To avoid duplicate effort, maybe you could look at my PR #1642 to see what you can do with the width calculation.

@ryenus ryenus force-pushed the wrap-cmd-wide branch 2 times, most recently from 35279f5 to 8b6f9bc Compare June 24, 2025 15:44
@ryenus
Copy link
Contributor Author

ryenus commented Jun 25, 2025

@Explorer09, thanks a lot for sharing your thoughts and pointing me to your work on related topics. I really appreciate your insights and all the effort you’ve put into this area.

For this PR, I’m mainly focused on implementing proper line wrapping at or near the window border. I agree that a broader, unified solution for wide character support, especially an improved control character handling worth looking. However, I think those are best addressed in their own dedicated PRs and discussions, such as what you’re working on in #1642. For now, I’d prefer to keep the scope here limited so we can resolve this specific issue first.
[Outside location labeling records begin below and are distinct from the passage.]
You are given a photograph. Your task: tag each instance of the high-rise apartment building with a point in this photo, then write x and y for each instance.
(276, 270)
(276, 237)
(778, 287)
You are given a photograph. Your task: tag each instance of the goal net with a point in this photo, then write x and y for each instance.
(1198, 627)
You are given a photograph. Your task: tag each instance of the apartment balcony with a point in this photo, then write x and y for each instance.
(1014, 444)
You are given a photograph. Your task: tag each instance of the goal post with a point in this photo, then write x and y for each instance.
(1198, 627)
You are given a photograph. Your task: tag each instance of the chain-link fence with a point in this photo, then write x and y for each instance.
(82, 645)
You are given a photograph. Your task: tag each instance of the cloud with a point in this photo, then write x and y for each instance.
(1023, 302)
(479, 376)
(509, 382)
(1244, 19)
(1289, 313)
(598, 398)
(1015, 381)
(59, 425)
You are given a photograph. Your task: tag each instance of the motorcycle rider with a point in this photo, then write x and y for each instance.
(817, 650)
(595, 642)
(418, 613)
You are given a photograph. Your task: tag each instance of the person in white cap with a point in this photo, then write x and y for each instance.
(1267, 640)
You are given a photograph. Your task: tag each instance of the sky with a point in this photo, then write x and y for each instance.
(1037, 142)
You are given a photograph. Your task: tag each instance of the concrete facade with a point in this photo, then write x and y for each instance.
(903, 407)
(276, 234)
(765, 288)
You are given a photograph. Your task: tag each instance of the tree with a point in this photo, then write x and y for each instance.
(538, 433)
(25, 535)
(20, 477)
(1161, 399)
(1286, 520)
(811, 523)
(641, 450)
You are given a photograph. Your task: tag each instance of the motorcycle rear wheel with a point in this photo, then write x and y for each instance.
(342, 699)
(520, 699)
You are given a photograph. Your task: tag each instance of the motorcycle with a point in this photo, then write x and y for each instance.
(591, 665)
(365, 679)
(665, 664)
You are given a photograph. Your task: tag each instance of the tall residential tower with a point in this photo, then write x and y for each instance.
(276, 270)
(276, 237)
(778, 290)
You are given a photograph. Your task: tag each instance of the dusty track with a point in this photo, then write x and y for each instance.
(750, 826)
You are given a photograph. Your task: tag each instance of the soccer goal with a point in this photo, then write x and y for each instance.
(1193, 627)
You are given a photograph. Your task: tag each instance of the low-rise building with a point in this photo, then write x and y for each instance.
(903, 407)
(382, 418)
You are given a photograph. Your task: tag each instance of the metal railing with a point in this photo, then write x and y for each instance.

Thanks again for your feedback and for helping move things forward!

Copy link
Member

@BenBE BenBE left a comment

Choose a reason for hiding this comment

The reason will be displayed to describe this comment to others. Learn more.

I think, having this in one function is still reasonably readable:

static int CommandScreen_scanString(InfoScreen* this, const char* p, size_t total, char* line, bool wide) {
   int line_offset = 0;
   int line_cols = 0;
   int last_spc_offset = -1;
   int last_spc_cols = -1;

#ifdef HAVE_LIBNCURSESW
   mbstate_t state;
   memset(&state, 0, sizeof(state));
#endif

   for (size_t i = 0; i < total;) {
      assert(line_offset >= 0 && (size_t)line_offset <= total);

      unsigned char c = (unsigned char)p[i];
      int bytes = 1;
      int width = 1;

      // Handle character encoding based on mode
      if (!wide || c < 0x80) {
         line[line_offset] = c;
         if (c == ' ') {
            last_spc_offset = line_offset;
            last_spc_cols = line_cols;
         }
      }
#ifdef HAVE_LIBNCURSESW
      else {
         wchar_t wc = 0;
         bytes = mbrtowc(&wc, p + i, total - i, &state);
         if (bytes != (size_t)-1 && bytes != (size_t)-2) {
            width = wcwidth(wc);
            width = MAXIMUM(width, 1);
         } else {
            bytes = 1;
         }

         assert(line_offset + bytes <= total + 1);
         assert(i + bytes <= total);
         memcpy(line + line_offset, p + i, bytes);
      }
#endif

      i += bytes;
      line_offset += bytes;
      line_cols += width;

      // Check if we need to wrap the line
      if (line_cols >= COLS) {
         int line_size;

         if (last_spc_offset >= 0) {
            // Wrap at last space
            line_size = last_spc_offset;
            line_cols -= last_spc_cols;
            last_spc_offset = last_spc_cols = -1;
         } else if (line_cols > COLS && wide) {
            // Current character would exceed COLS, wrap before it
            line_size = line_offset - bytes;
            line_cols = width;
         } else {
            // Wrap at current position
            line_size = line_offset;
            line_cols = 0;
         }

         line[line_size] = '\0';
         InfoScreen_addLine(this, line);

         // Move any remaining content to the beginning
         line_offset -= line_size;
         if (line_offset > 0) {
            assert(i >= line_offset);
            assert(i <= total);
            assert(line_offset <= total + 1);
            memcpy(line, p + i - line_offset, line_offset);
         }
      }
   }

   return line_offset;
}

static void CommandScreen_scan(InfoScreen* this) {
   Panel* panel = this->display;
   int idx = Panel_getSelectedIndex(panel);
   Panel_prune(panel);

   const char* p = Process_getCommand(this->process);
   assert(p != NULL);
   size_t total = strlen(p);
   char line[total + 1];

   int line_offset = CommandScreen_scanString(this, p, total, line, CRT_utf8);

   assert(line_offset >= 0 && (size_t)line_offset <= total);
   if (line_offset > 0) {
      line[line_offset] = '\0';
      InfoScreen_addLine(this, line);
   }

   Panel_setSelected(panel, MAXIMUM(idx, 0));
}

Note this is mostly a brute-force mashup on your two functions with some restructuring, but unless I missed something this should work as expected.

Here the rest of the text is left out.